FN 7. Courts and Legislatures have displayed considerable flexibility in devising remedies fashioned to the facts of each particular case. In People v. Hitch, supra, 12 Cal. 3d 641, failure of the police to preserve a breath ampoule led not to dismissal of the charges, but rendered the breath alcohol test inadmissible. In Brown v. Municipal Court, supra, 86 Cal. App. 3d 357, police refusal to allow a defendant to take a blood alcohol test rendered inadmissible a breath alcohol test favorable to the prosecution. In Giglio v. United States (1972) 405 U.S. 150 [31 L. Ed. 2d 104, 92 S. Ct. 849], the prosecution concealed a promise of immunity to a witness; the court ordered a new trial in which the evidence was disclosed. Finally, under Evidence Code section 1042, prosecution assertion of a privilege of nondisclosure results in an adverse finding "upon any issue in the proceeding to which the privileged information is material."

FN 8. The effect on the officers would resemble the ancient and obsolete punishment of outlawry, under which "one is deprived of the benefit of the law, and out of the King's protection." (3 Stroud's Judicial Dict. (4th ed. 1973) p. 1900.)
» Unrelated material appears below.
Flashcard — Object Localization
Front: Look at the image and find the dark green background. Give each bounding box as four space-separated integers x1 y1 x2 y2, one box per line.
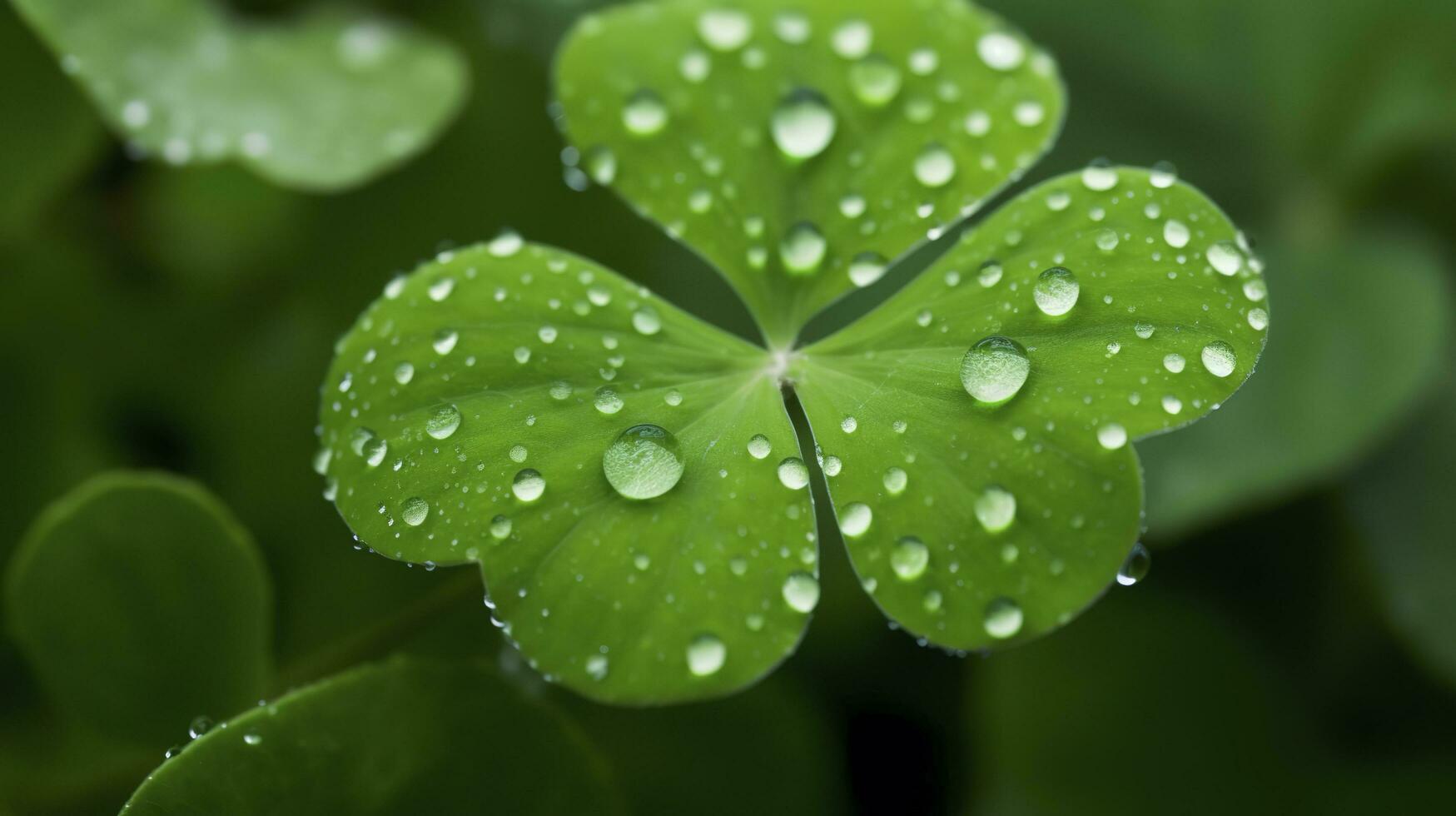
0 0 1456 814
FN 9. The same reasons which induce us to reject the sanction of dismissal lead us to reject the proposal that the officers named in the complaints should be barred from testifying. Such a sanction would mean that the named officers could be assaulted or resisted with impunity so long as they were alone, and that other persons could also be assaulted when the officer was a crucial witness to the assault.

FN 10. Because we do not believe the city council intentionally authorized the destruction of any complaint records, we draw no distinction between records which could have been lawfully destroyed pursuant to a resolution conforming to Government Code section 34090 and those which could not lawfully be destroyed.

FN 11. "The People assert that whatever error occurred below should be assessed against the 'miscarriage of justice' standard explicated in People v. Watson (1956) 46 Cal. 2d 818, 836 [299 P.2d 243]. But since suppression of evidence constitutes a violation of a defendant's due process rights (People v. Hitch, supra, 12 Cal. 3d 641, 645; People v. Kiihoa (1960) 53 Cal. 2d 748, 752 [3 Cal. Rptr. 1, 349 P.2d 673]), it would appear that the proper test to be employed here is that enunciated in Chapman v. California (1967) 386 U.S. 18, 24 [17 L. Ed. 2d 705, 710-711, 87 S. Ct. 824, 24 A.L.R.3d 1065] for errors of a constitutional nature. (See People v. Ruthford (1975) 14 Cal. 3d 399, 408 [121 Cal. Rptr. 261, 534 P.2d 1341].) Actually, with respect to the case at bench, the distinction between the two tests is of no significance since the error in question could not be considered harmless under either." (Fn. by the Court of Appeal.)

FN 1. I assume, for it has not been otherwise argued, that the City of Los Angeles, a chartered city, is bound by that code section. (See Cal. Const., art. XI, § 5, subd. (a).)